In deze corona-tijden blijkt nog eens hoe nuttig het kan zijn om een digitaal venster op de wereld te hebben. Krijg je geen fysiek bezoek van familie en vrienden dan is virtueel contact slechts een internetverbinding en enkele toetsaanslagen van je verwijderd. Dit is soms net voldoende om niet in eenzaamheid weg te zinken. Ook is het een hulp om, ondanks ziekte en lockdown, je leven zo normaal mogelijk te leiden en niet volledig van anderen afhankelijk te worden.

Met computer, tablet, notebook en/of gsm, krijg je een andere toegang tot de wereld die in voortdurende verandering blijft en die van onze steeds aanpassing  vergt. Maar daarover gaat het in dit artikel niet in hoofdzaak. Met het verhaal van mijn moeder heb ik vooral willen aantonen dat op leren geen leeftijd staat. Haar leerproces kon aanvangen toen ze niet langer zichzelf overtuigde van het feit dat ze te oud was om met de computer te leren werken. Leren begint met het durven zetten van die eerste onwennige stap om dan met vallen en opstaan door te gaan. Het leerproces verloopt bij het ouder worden anders. Dat is zo. Maar onze hersenen, indien ze gezond zijn, houden niet op te functioneren en te evolueren.

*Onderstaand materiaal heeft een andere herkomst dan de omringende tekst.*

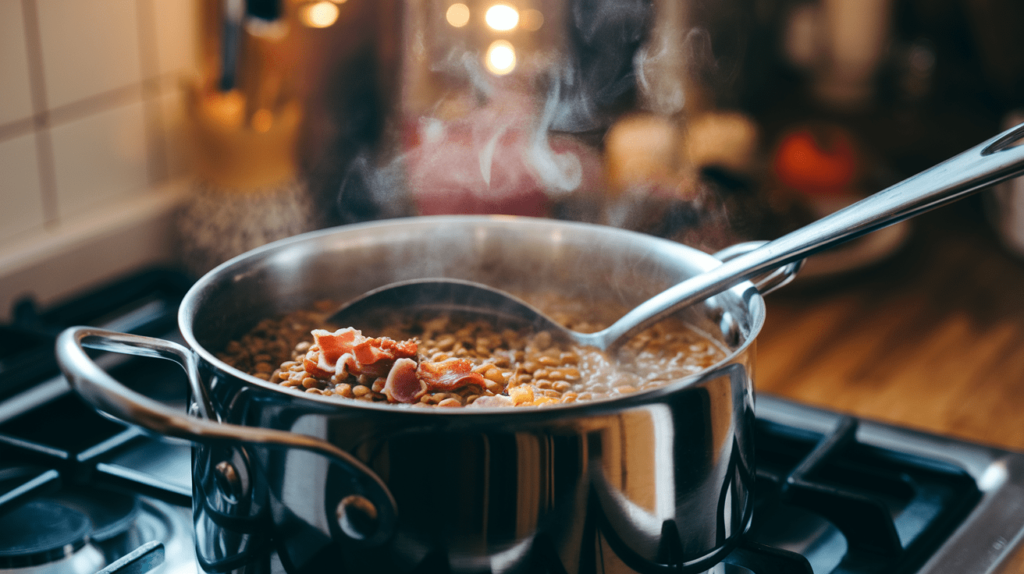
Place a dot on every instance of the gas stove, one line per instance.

Hierdoor kunnen we steeds opnieuw leren, kunnen we ons steeds nieuwe dingen die onze fysiek niet té ver overstijgen, eigen maken.

“Je hersenen…ze maken nieuwe cellen en verbindingen tussen cellen, ze kunnen verbindingen kappen, synapsen versterken en hele hersengebieden nieuwe functies geen …  ze doen dit …  als reactie op toevallige stimulatie van de buitenwereld … of als reactie op keuze”( Sitskoorn M., Het maakbare brein, 2006, p. 181).